The social network was reportedly in discussions with PayPal, Citibank, JPMorgan Chase, Wells Fargo and American Express, among others.

Facebook issued a statement shortly after to clarify that "we're not using this information beyond enabling these (customer service) types of experiences. A critical part of these partnerships is keeping people's information safe and secure."

"The idea is that messaging with a bank can be better than waiting on hold over the phone," the company spokesperson added.

The more surprising thing should be that anyone was shocked at all, as Facebook continues to look for new ways to keep customers engaged on its platforms.

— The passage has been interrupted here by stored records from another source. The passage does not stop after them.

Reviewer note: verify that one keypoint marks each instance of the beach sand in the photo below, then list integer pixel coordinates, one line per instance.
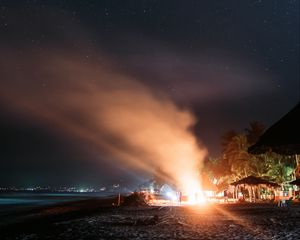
(98, 219)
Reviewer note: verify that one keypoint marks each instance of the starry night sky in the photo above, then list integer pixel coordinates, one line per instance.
(229, 62)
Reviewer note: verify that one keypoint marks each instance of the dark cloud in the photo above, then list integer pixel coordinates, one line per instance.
(226, 61)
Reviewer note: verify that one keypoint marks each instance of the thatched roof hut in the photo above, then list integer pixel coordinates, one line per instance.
(283, 137)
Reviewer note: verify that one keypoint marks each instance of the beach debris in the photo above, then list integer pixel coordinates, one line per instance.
(136, 199)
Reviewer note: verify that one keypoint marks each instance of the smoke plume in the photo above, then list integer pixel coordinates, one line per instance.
(90, 100)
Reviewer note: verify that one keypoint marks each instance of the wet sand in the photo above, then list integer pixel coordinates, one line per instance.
(98, 219)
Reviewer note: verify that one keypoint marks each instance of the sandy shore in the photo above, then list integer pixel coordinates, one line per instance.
(97, 219)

Facebook has already had limited success in this area too, striking a deal with PayPal in October 2017 to allow Messenger users to transfer money, track transactions and shipping updates.

Outrage

These reports caused a predictable groundswell of consternation and derision on social media, until the second wave of articles arrived to clarify that Facebook didn't want transaction data as a means to enhance its advertising algorithms, but rather for offering new services on top of that data, which would presumably only be possible with that customer's permission.

In short: this sort of service would be opt-in and Facebook has unequivocally said it won't be harvesting the data to enrich its advertising algorithms.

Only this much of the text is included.